Lazard Capital Markets analyst Todd Slater wrote in a note to clients that the company will likely “be able to work out a solution with Lion and obtain the necessary amendment, although this could cause further equity dilution.”
Shares of the company closed down $1.11 to $1.63 on the American Stock Exchange. They plummeted to a year low of $1.59 earlier in the session.
Non-compliance with a covenant means default on a credit facility, compromising a company’s ability to borrow.
American Apparel, which has long campaigned for immigrant workers’ rights, laid off 1,500 workers late last year after a federal inspection, handicapping its manufacturing capacities.
That inspection revealed that roughly a third of workers had supplied suspect or invalid records and were not authorized to work.[ID:nN30472585] American Apparel says it diligently complies with the law, but that employees can easily fake immigration papers.
First-quarter gross margins contracted to 50.4 percent from 57.2 percent last year, reflecting the reduced manufacturing efficiencies and a shift in mix to lower margin wholesale net sales from retail.

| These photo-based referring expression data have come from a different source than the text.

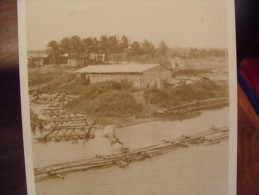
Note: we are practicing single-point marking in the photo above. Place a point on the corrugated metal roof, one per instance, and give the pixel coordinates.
(117, 68)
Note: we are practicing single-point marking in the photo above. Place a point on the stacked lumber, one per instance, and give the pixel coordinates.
(208, 137)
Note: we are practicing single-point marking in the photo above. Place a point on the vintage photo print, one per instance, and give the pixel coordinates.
(128, 97)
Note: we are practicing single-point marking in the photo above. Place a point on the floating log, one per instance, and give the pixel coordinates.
(123, 159)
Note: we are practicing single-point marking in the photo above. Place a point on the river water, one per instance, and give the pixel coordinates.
(196, 170)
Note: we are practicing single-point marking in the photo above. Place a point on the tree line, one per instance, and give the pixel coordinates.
(114, 48)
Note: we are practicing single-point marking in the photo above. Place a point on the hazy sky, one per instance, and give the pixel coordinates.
(180, 23)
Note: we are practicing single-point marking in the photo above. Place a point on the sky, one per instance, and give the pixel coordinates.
(179, 23)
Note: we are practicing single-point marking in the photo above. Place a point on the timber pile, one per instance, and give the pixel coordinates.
(58, 99)
(190, 110)
(211, 136)
(66, 126)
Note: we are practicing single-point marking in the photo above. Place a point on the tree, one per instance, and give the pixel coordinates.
(149, 50)
(135, 50)
(65, 46)
(104, 46)
(76, 46)
(54, 50)
(162, 49)
(113, 47)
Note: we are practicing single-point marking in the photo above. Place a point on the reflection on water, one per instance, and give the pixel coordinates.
(194, 170)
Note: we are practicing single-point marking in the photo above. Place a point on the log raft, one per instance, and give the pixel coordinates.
(208, 137)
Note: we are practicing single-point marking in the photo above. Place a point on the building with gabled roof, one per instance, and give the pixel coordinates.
(141, 75)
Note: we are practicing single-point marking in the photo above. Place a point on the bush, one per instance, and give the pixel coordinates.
(110, 103)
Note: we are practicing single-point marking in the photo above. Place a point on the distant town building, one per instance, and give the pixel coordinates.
(141, 75)
(177, 63)
(37, 60)
(93, 58)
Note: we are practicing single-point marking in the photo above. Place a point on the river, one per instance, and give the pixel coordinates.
(194, 170)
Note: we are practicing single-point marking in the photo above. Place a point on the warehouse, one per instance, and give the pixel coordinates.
(141, 75)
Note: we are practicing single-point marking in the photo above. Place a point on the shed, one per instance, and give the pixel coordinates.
(141, 75)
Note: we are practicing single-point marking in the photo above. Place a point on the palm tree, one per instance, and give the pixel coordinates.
(135, 50)
(104, 46)
(65, 45)
(54, 50)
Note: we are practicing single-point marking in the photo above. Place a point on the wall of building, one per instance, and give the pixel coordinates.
(96, 78)
(150, 78)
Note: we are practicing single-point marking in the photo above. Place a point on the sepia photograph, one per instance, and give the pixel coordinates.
(127, 97)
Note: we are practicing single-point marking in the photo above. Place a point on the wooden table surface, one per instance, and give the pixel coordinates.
(12, 173)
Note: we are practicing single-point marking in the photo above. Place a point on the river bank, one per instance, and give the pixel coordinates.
(194, 170)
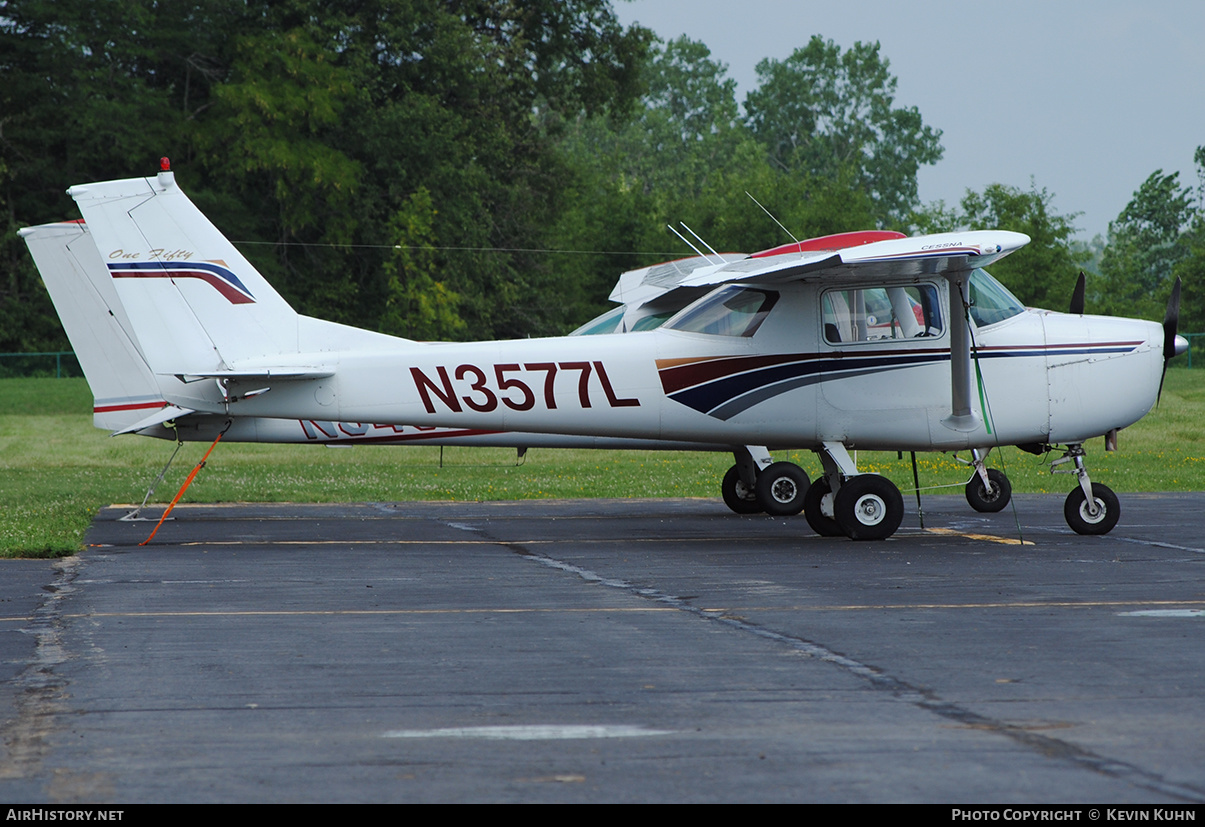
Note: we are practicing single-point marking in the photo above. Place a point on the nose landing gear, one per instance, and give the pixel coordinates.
(1092, 508)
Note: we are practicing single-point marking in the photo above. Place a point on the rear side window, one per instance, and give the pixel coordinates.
(729, 311)
(876, 314)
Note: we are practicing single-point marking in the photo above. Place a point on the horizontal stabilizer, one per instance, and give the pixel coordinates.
(286, 374)
(163, 415)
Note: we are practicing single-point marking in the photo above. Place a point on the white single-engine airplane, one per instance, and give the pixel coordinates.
(130, 398)
(901, 344)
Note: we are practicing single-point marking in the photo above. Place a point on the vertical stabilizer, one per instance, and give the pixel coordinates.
(124, 389)
(195, 303)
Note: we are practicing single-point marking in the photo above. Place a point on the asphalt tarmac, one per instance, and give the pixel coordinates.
(609, 651)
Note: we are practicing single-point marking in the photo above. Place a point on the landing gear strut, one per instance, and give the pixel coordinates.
(757, 484)
(1092, 508)
(988, 490)
(865, 506)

“American Apparel has hired 500 new factory employees in the last five weeks, but needs to hire an additional 500 people to meet demand at wholesale and retail,” wrote analyst Slater, who maintained his “hold” rating on the stock.
He added that margins will remain under pressure throughout 2010 until such time as the company’s 1,000 new factory employees get “fully up to speed.”
The company also said it had received a letter from the New York Stock Exchange AMEX LCC, warning that an untimely filing of its 10-Q report could result in delisting.
For the first quarter, American Apparel posted an operating loss of $17.6 million, compared with an operating loss of $3.9 million, a year ago.